Yemeğin konusu tanışmaydı ya herkes birbirini alıcı gözüyle tartıyordu. Kafalarda kişiler yerli yerline oturtulmaya çalışılıyordu. Kolay değil en az altı ay belki de bir iki yıl birlikte çalışılacaktık. Modül çıkana kadar gece yok, gündüz yok... Neyse proje yöneticimiz hemen lafa daldı.

- Hoş geldiniz. Ben üstünde çalışacağınız modülün Ana Proje Yöneticilerinden Sami... Dedi ve grup lideriniz diyerek beni tanıttı sonra sırayla diğerlerini... Bu arada kısa öz geçmişlerimizi de uzmanlık alanlarımızı da söylüyordu. Belli ki şirketlerimizin yolladığı özgeçmişlerimizi ezberlemişti. Sami Bey bizler hakkında bayağı iyi çalışmış ve işini iyi yapmıştı. Kısacası etkilenmemek elde değildi... Buyurun oturalım... Masaya oturduk..
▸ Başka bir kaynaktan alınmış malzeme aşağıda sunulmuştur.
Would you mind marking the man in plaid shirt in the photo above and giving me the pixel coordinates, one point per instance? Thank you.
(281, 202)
Salatanın üstündeki kırmızıturp yanındaki limonu göstererek ne güzel duruyor değil mi demez mi? İçimden bittin oğlum sen diye geçirdim... Yoksa şirket CV mizde ilgi alanı “Futbol” yazmıştı da Sami Bey yemleme mi yapıyordu diye düşündüm... İzin dönüşü kucağıma bırakılan işe mi yanayım? Salatadaki sarı kırmızıya bile hayran olan Galatasaraylı proje yöneticime mi? diye geçirirken... Cemil’e hanım atlamaz mı?

- Trafik ışıklarındaki sarı kırmızıdan nefret eden biri olarak Sami Bey bence salatada hiç ama hiç hoş durmuyor. Hadi muhabbet başladı. Bende daha grup çalışması bile başlamadan grup üyesini Cemil’e Hanımı, Sami Bey’e ezdirmemek korumak için savunmaya geçtim. Yoksa Fenerbahçeli olduğum için değil yani sırf personelimi korumak için...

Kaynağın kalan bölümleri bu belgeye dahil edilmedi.